Mmm...Cheesy pizza, classic comfort food at its best. But in the spring months with bathing suit season on the horizon and So Cal turning up the temperature dial it's nice to enjoy a pizza that's lighter on the thick crust and heavier on the veggie toppings. With no dough to knead and bake these individual pizzas are a snap to throw together. In just 15 minutes you can feast on a healthier Tortilla Pizzas with Sundried Tomatoes & Spinach that tastes indulgent but won't leave you with a belly full of bread before hitting the beach. For the lightened-up crust you'll need two 6-inch flour tortillas. Use regular or whole grain tortillas, both taste delicious. Like baked egg tostadas and veggie pita pizza bites the trick is to get the tortillas super crispy before topping. Just brush them with a little oil and pop in the toaster oven for 4 or 5 minutes. If you're using handmade tortillas that are slightly misshapen, don't worry if they overlap a bit. The tortillas will shrink a little as they bake. After a few minutes they'll be golden, crisped up and ready to be sauced. For the sauce, make things easy and grab what's in the fridge. In our house, that means marinara, pesto, and if we've been making veggie pizza spaghetti squash boats an open jar of pizza sauce too. You really can't go wrong; my husband even uses tapenade! If we're making the pizzas with pesto, I usually reduce the mozzarella a little. That way it's not too rich and the cheese doesn't overpower the flavors of the other toppings. And the toppings! Fresh baby spinach, tangy artichokes, sweet roasted red pepper and a punch of sun-dried tomatoes. Yep, these are some seriously grown-up tortilla pizzas. But you can "clear the fridge" and add any toppings you want, I mean they're called Personal Pizzas for a reason. Then it's time for cheese and a quick trip back into the toaster oven to get everything warm and melty. Finish them off with a generous sprinkle of spicy red pepper flakes and a few leaves of fresh basil. Then get ready to devour the best tasting crispy, cheesy, flavorful Tortilla Pizzas with Sundried Tomatoes & Spinach. Ingredients - 2 6-inches Flour Tortilla, regular or whole grain
- 1/2 teaspoon Olive Oil
- 2-3 tablespoons Pizza Sauce, or prepared pesto
- 2 ounces Shredded Mozzarella Cheese, divided
- 2 Artichoke Hearts, canned in water, drained and quartered
- 2 tablespoons Sundried Tomatoes, not packed in oil
- 1/2 cup Fresh Baby Spinach
- 1/4 cup Chopped Roasted Red Peppers
For the Optional Toppings: - Crushed Red Pepper Flakes
- Fresh Basil
- Shredded Parmesan
Directions - Preheat toaster oven to 425°F.

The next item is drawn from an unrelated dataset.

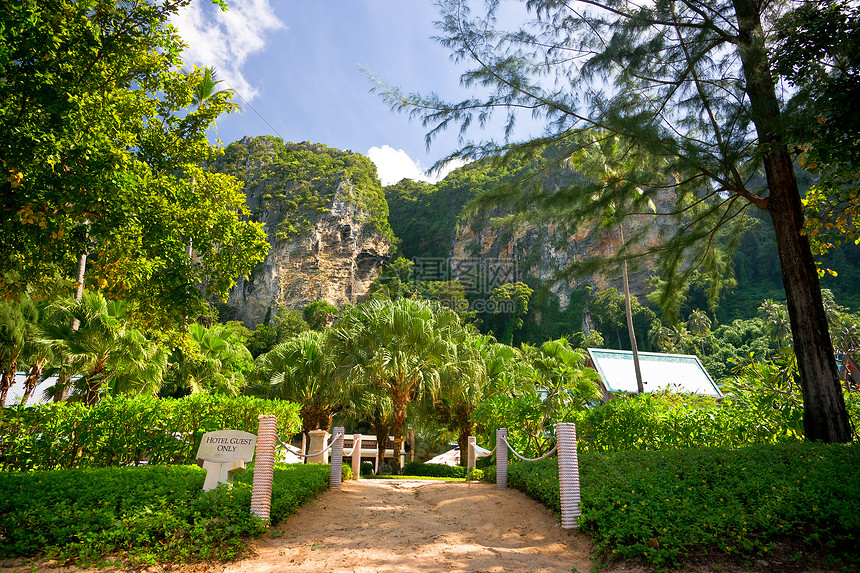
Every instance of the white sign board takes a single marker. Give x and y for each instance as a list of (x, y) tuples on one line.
[(225, 446)]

- Place tortillas on a baking pan and brush each side with oil.
- Bake tortillas for 4 to 5 minutes.
- Spoon pesto or pizza sauce evenly over tortillas and sprinkle with half of the cheese. Top with artichokes, sun-dried tomatoes, spinach, roasted red peppers and remaining cheese.
- Bake for 5 to 7 minutes until the cheese is melted and bubbly.
- Serve warm with red pepper flakes, fresh basil and shredded Parmesan.